# FFT 3D algorithm in c needed!!!

This is a discussion on FFT 3D algorithm in c needed!!! within the C Programming forums, part of the General Programming Boards category; Hello to everyone. I'm new to this forum. I'd like to know the following: Is there any member that has ...

1. ## FFT 3D algorithm in c needed!!!

Hello to everyone. I'm new to this forum.

I'd like to know the following: Is there any member that has ever used an FFT 3D algorithm in a program? Could this member show me the code and how to implent this in a program?

I have tried some algorithms for FFT 3D array and (I think) they don't work. My idea of testing an FFT 3D algorithm is the following:
1) Initialize a 3D array
2) FFT the array
3) Inverse FFT the FFTd Array
4) compare the two arrays and if they are the same it's ok. Else it's not OK.

Is my idea of testing an FFT algorithm wright? Could I have an FFT 3D Algorithm and the way to implement it?

2. FFTW is the de facto standard for FFT calculation. I haven't had to use it, but check out this tutorial in the docs: Multi-Dimensional DFTs of Real Data - FFTW 3.3.3

3. When testing an FFT, you should test:

* Consistency of the inverse. IFFT(FFT(x)) should be equal to k*x, where k is a scale factor related to N, the size of the transform. The value k should be the same for all transforms of a given size.
* Linearity: FFT(a*x) should be equal to a*FFT(x).
* Superposition: FFT(x) + FFT(y) should be equal to FFT(x + y)

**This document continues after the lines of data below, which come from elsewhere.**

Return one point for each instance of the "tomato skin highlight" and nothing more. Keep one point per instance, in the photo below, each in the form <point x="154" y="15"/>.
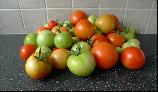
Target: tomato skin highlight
<point x="84" y="29"/>
<point x="106" y="55"/>
<point x="76" y="16"/>
<point x="59" y="58"/>
<point x="97" y="38"/>
<point x="133" y="58"/>
<point x="38" y="69"/>
<point x="26" y="51"/>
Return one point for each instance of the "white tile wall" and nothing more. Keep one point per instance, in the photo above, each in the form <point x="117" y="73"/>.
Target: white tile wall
<point x="20" y="16"/>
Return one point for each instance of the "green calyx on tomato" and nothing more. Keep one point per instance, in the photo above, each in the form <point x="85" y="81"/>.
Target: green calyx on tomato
<point x="82" y="64"/>
<point x="43" y="49"/>
<point x="130" y="43"/>
<point x="79" y="47"/>
<point x="45" y="38"/>
<point x="129" y="33"/>
<point x="31" y="39"/>
<point x="63" y="40"/>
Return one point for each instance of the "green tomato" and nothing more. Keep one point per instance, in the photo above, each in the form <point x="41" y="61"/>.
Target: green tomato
<point x="45" y="38"/>
<point x="63" y="40"/>
<point x="72" y="31"/>
<point x="81" y="65"/>
<point x="31" y="39"/>
<point x="44" y="49"/>
<point x="84" y="46"/>
<point x="92" y="18"/>
<point x="129" y="44"/>
<point x="75" y="39"/>
<point x="45" y="25"/>
<point x="129" y="33"/>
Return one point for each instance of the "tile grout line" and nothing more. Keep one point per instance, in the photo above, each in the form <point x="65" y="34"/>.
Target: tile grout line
<point x="22" y="17"/>
<point x="125" y="12"/>
<point x="46" y="10"/>
<point x="148" y="20"/>
<point x="1" y="28"/>
<point x="99" y="7"/>
<point x="76" y="8"/>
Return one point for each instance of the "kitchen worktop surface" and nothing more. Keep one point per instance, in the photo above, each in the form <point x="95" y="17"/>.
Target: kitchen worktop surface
<point x="13" y="76"/>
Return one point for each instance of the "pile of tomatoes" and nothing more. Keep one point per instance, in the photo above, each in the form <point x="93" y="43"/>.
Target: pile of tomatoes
<point x="81" y="44"/>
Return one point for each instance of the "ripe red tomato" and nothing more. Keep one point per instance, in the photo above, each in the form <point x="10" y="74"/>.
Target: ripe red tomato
<point x="41" y="28"/>
<point x="52" y="24"/>
<point x="97" y="38"/>
<point x="106" y="55"/>
<point x="76" y="16"/>
<point x="84" y="29"/>
<point x="116" y="39"/>
<point x="133" y="58"/>
<point x="26" y="51"/>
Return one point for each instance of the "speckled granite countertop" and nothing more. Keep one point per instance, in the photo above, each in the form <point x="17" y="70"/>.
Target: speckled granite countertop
<point x="13" y="76"/>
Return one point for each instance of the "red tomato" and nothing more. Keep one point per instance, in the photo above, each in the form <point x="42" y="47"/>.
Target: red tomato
<point x="133" y="58"/>
<point x="97" y="38"/>
<point x="76" y="16"/>
<point x="106" y="55"/>
<point x="61" y="29"/>
<point x="26" y="51"/>
<point x="41" y="28"/>
<point x="84" y="29"/>
<point x="116" y="39"/>
<point x="52" y="24"/>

These are not sufficient to prove that what you have implemented is an FFT, however. Addition tests are needed for that:

* Fundamental purpose of FFT: FFT(x) where x is a signal representing a plane wave with an integer number of cycles, should result in an output of all zeros except at the FFT bin corresponding to the given frequency. You should test this for all basis frequencies of the given transform size. (EDIT: Furthermore, the single non-zero bin should have an amplitude and phase consistent with the input signal)

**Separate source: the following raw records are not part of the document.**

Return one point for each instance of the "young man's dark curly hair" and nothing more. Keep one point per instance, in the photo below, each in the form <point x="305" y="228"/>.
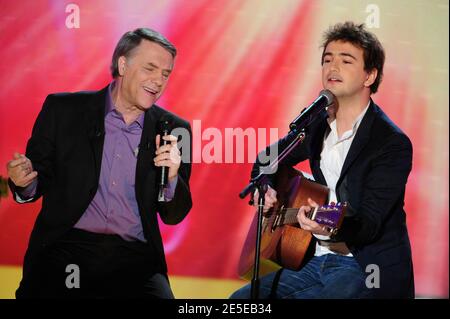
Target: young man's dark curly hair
<point x="357" y="35"/>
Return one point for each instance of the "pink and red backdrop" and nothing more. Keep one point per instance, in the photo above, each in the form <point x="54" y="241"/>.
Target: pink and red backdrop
<point x="247" y="64"/>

And for good measure, throw in a test of FFT(x) where x is randomly generated data, and compare the output against a known-good FFT implementation.

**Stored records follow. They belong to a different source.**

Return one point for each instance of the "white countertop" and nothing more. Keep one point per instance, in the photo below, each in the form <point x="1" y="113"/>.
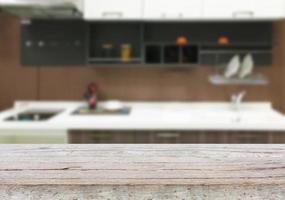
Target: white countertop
<point x="153" y="116"/>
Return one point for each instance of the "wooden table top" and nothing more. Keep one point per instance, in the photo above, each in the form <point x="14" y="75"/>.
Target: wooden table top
<point x="142" y="164"/>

If all those tests pass, chances are near 100% that you have correctly implemented the FFT.

4. Originally Posted by Epy
FFTW is the de facto standard for FFT calculation.
Seconded. I've used it (for scientific calculations, 1D FFT and 1D Hartley transforms), and I like it a lot.

One note, though. For good performance, you need to generate "wisdom" for the exact transform, and use existing "wisdom" information, if available, in your code. "Wisdom", like the docs say, is just information on the most efficient way to accomplish the desired transformation, and is saved in a text file. The difference in performance between having "wisdom" and not having any for a transform, is huge.

5. Well. FFTW is the 1st FFT that came up when I tried to find an FFT Algorithm. I searched for this (FFTW) and I found that it needs "installation"? I use code::blocks for developing C programs. Could you please explain how I can use it (because I tried reading the documentation and I couldn't find how to use it - installing it and calling the function) step by step?
In my program do I have to just call the function?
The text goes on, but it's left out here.